Lizzy mendelik. “Dylan, you’re kinda weird. For real!” Suaranya meninggi. Dylan baru saja menyebutnya manis sambil tersenyum namun bagi Lizzy kalimat tadi lebih mengarah kepada penghinaan dibandingkan pujian.
Dylan makin tergelak. “I’m a half Indonesian,” ujarnya.
Dahi Lizzy mengerut karena merasa heran. Dia tidak menanyakan apapun pada Dylan tapi pemuda itu tiba-tiba mengatakan bahwa dia berasal dari suatu negara yang belum pernah Lizzy dengar sebelumnya. “Indonesian?” Lizzy bertanya dengan raut wajah kebingungan.
“Asian.” Dylan memperjelas.
“Oh!” Lizzy teringat akan rasa penasarannya tentang kekontrasan penampilan fisik Dylan saat mereka bertemu di Central Park.
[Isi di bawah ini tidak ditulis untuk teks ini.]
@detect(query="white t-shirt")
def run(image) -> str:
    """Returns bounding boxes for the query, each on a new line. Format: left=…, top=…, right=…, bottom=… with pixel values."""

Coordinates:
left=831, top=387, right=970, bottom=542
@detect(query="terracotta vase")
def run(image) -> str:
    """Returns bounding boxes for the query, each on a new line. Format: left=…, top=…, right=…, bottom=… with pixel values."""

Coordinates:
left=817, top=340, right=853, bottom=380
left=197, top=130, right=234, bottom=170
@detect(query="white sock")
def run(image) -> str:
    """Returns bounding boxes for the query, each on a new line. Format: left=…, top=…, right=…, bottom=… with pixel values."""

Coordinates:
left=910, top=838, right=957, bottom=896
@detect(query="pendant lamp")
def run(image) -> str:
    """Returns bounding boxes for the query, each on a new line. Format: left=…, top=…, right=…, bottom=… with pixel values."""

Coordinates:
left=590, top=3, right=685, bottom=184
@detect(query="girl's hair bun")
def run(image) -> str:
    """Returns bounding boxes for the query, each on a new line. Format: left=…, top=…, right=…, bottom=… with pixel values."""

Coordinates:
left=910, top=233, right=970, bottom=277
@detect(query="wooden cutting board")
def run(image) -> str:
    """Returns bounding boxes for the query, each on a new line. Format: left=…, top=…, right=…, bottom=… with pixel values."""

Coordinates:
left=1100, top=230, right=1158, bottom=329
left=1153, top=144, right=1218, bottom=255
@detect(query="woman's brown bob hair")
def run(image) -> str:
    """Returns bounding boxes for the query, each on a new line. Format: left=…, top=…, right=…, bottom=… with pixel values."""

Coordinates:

Mata biru dan kulit berwarna beige itu bukan perpaduan yang biasa dijumpai di Amerika. “I knew it. That’s why….” Lizzy hampir saja menyebut Dylan sangat rupawan meski dalam cara yang aneh.
“That’s why I’m dashing.”
“Bisakah kamu berhenti memuji dirimu sendiri? Kamu tidak setampan itu, tahu!” Lizzy mengingkari kata hatinya barusan.
Dylan mengangkat bahu. “Kalaupun kamu tidak mau mengakuinya itu tetap fakta yang tak terbantahkan.” Dia suka ekspresi Lizzy saat mendebatnya.
“Whatever,” komentar Lizzy ogah-ogahan.
“Aku tidak terlihat seperti New Yorker karena aku berdarah Indonesia. Kamu tahu, di negara ayahku, orang-orang saling membantu meskipun mereka tidak saling mengenal. Kamu akan menemukan banyak sekali orang yang tersenyum padamu setiap hari. Mereka bilang, senyum itu ibadah.”
Lizzy hanya mengangguk-angguk walaupun tak sepenuhnya mengerti penjelasan Dylan. Namun dia mulai bisa memahami mengapa Dylan bersikap sangat berbeda dengan semua pria yang pernah ditemuinya. Dylan kelewat ramah dan terlalu hangat untuk ukuran laki-laki Amerika. Sebuah sikap yang sangat jarang ditemui di kota segemerlap NYC. Di sini, semua orang sibuk dengan urusannya masing-masing sampai-sampai tak sempat menyapa tetangga sebelah flat yang setiap hari mereka lewati.